Todo ello es, sin embargo, secundario a la pregunta que Estados Unidos tendrá que resolver, si tiene entereza, cuando se aproxime el cincuentenario del enigmático asesinato. Y no por ese halo de familia aristocrática de los Kennedy, que eventualmente suple la tendencia atávica y recóndita hacia la monarquía en Estados Unidos y se redime en las altisonancias del jet-set, sino porque el mundo merece saber quiénes fueron los asesinos. Es lo que corresponde a un país que se dice emblemático de la democracia y baluarte de la libertad de expresión. Lo contrario, seguir manteniendo el misterio, escondiendo las verdades que contienen los archivos documentales, sería una cobardía. Ya no es hora de que se siga debatiendo eternamente si hubo tres o más balas, si la orden fue de la mafia, los cubanos en el exilio, de Castro, de los militares proclives a una guerra atómica, del fermento conspirativo de la CIA o el FBI. Ni dejar el asunto para películas como JFK, que son eso, sólo filmes a partir de conjeturas. Algunos libros asertivos han salido en los últimos años, como La conspiración de David Talbot, pero no es la cincuentenaria hemorragia editorial la que pueda exonerar al Estado norteamericano, su justicia y sus instituciones, de develar el escabroso asunto.
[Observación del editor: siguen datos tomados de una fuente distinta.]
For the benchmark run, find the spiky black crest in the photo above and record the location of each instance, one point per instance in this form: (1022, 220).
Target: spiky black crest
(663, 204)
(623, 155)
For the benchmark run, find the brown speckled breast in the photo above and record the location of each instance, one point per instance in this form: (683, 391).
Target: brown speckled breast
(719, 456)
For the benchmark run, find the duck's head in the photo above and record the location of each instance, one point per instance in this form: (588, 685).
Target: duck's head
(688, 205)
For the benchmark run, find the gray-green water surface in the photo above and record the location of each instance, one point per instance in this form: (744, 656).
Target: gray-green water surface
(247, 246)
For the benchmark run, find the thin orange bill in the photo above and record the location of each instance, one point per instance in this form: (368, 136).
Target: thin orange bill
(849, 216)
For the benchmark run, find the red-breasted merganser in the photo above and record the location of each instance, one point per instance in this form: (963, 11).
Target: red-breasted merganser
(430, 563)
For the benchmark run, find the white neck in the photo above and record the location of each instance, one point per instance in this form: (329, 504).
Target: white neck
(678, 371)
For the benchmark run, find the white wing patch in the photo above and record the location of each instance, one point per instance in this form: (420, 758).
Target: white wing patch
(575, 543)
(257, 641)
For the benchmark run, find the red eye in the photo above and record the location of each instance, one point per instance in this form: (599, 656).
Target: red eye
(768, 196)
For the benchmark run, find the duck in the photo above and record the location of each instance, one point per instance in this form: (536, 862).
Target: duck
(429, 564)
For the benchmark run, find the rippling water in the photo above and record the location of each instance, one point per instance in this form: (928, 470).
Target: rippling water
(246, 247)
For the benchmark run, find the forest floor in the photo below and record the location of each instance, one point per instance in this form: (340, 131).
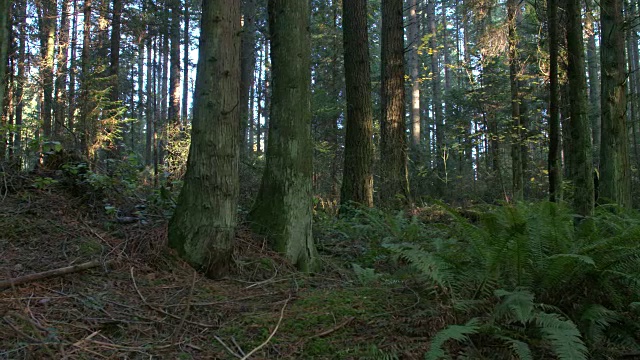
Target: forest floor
(143, 302)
Muchos países, Alemania, Chile, Sudáfrica, Argentina, Rusia y Colombia, entre otros, vienen lidiando, cada cual a su manera, con las facetas sórdidas de su pasado reciente. Estados Unidos no puede ser la excepción, porque el tiempo no conjuró la herida. Y jamás cicatrizará de no poner la cara, como las demás naciones. Hoy más que nunca la pregunta está vigente: ¿quién mató a Kennedy?